Airman serves with pride, joins Air Force after "Don't Ask, Don't Tell"

  • Published
  • By Nick DeCicco
  • 60th Air Mobility Wing Public Affairs
(This feature is part of the "Through Airmen's Eyes" series on AF.mil. These stories focus on a single Airman, highlighting their Air Force story.)

Between sips of an iced coffee, Airman 1st Class Leslie Wilson, a 60th Dental Squadron dental technician here, talks about her life.

She talks about her childhood in Tennessee, going to college on a soccer scholarship and following in her father's footsteps by joining the military.

However, she also discusses candidly that she is a lesbian, serving in the U.S. Air Force. 

It's a conversation that couldn't have taken place even three years ago.
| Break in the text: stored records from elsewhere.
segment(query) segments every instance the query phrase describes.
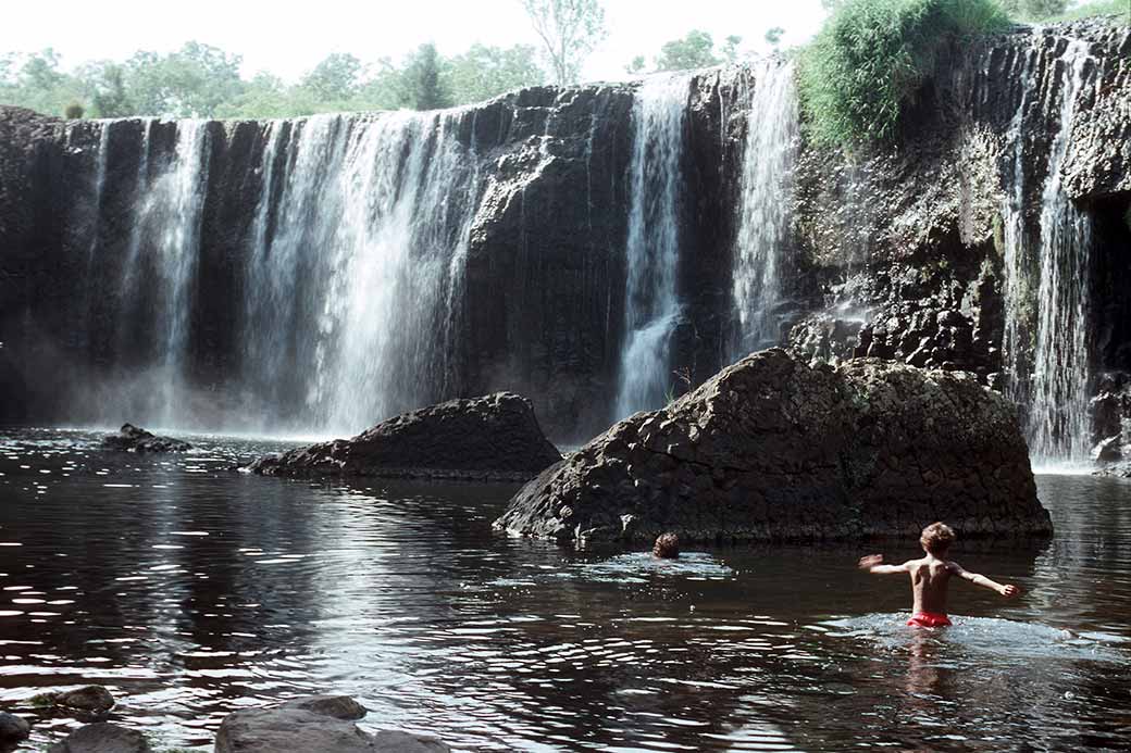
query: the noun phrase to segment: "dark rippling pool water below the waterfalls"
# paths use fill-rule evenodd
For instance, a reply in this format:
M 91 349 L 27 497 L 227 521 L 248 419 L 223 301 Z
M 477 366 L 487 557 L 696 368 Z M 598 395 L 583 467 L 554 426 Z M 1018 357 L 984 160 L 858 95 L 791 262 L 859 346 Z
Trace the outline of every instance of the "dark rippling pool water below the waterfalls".
M 0 707 L 100 683 L 200 751 L 233 709 L 321 691 L 464 750 L 1131 744 L 1125 482 L 1041 477 L 1051 543 L 955 552 L 1027 594 L 957 583 L 966 616 L 916 632 L 855 544 L 568 552 L 491 533 L 513 487 L 251 477 L 227 468 L 282 444 L 195 441 L 0 432 Z M 37 719 L 33 750 L 76 724 Z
For 17 years, American armed forces utilized the policy of "Don't Ask, Don't Tell," which prohibited service members from serving openly.

In September 2011, DOD officials repealed the policy, allowing Wilson to entered basic training one year later.

Though Wilson knew she was homosexual since her freshman year of high school -- Dec. 8, 2004, to be exact, she said -- she spent the next few years hiding that truth from most of her friends and family because of their beliefs.

"I would lose my breath," she said, thinking about her years in the closet. "The dark parts of you that you're hiding, it eats away at you."

Months after leaving school and moving home, Wilson, then 21, decided to stop hiding. She came out to her family, an experience she called "terrifying."

"I was tired of lying to them," she said. "I'm a very honest person, so lying to your family and closest friends makes you feel guilty and it slowly kills you inside, so to speak. ... You get to the point when you meet someone and your love for them means more than the fear of your deepest secret."

Not long after coming out to her family, Wilson signed up for the Air Force. With a father and brother-in-law who served in the military as well as a brother in Navy Junior Reserve Officer Training Corps, she had her family's backing.

"Since my dad was prior service, it was easy for us to talk about it because he had been through what I was going to go through," Wilson said.

During basic training, Wilson kept her sexuality quiet, although she eventually confirmed it to her closest fellow trainee. She said her friend told her it made her "so much cooler now."

Wilson entered the Air Force in the open general category, meaning she would land in whichever career field the service required additional manning. After her choices narrowed to aerospace medicine or dentistry, she picked the one that sounded more desirable.

"I didn't want to be in people's mouths, but there's no choice," the dental technician said with a laugh.

Later, in technical school, her perspective changed. As Wilson learned more about dental health, she began to find the subject intriguing. She said now the first thing she notices about people is their teeth, a habit she joked can be off putting.

"I'm an optimist, so I look for the silver linings in everything," Wilson said. "Working in the Advanced Education General Dentistry section of the clinic allows me to see so many different things and learn so much."

Coming into the service after the repeal of DADT has given Wilson the freedom to live openly and she said her peers have been receptive.

"Everybody has been great about it," she said. "If I come across someone who doesn't agree with my lifestyle, I brush it off."

Wilson said the hardest part about serving her country is the distance from her Tennessee family, with whom she speaks regularly.

Wilson's story about herself and her sexuality parallels a time of changing social norms for both the nation and the armed forces. Last summer, for example, Chuck Hagel became the first sitting secretary of defense to attend a Pentagon Pride event.

"Gay and lesbian service members and LGBT civilians are integral to America's armed forces," Hagel said. "Our nation has always benefited from the service of gay and lesbian Soldiers, Sailors, Airmen and Coast Guardsmen and Marines. Now they can serve openly, with full honor, integrity and respect. This makes our military and our nation stronger, much stronger."

Wilson sees herself playing a part in strengthening the nation for years to come.

"I love the Air Force," she said. "I see myself making it a career."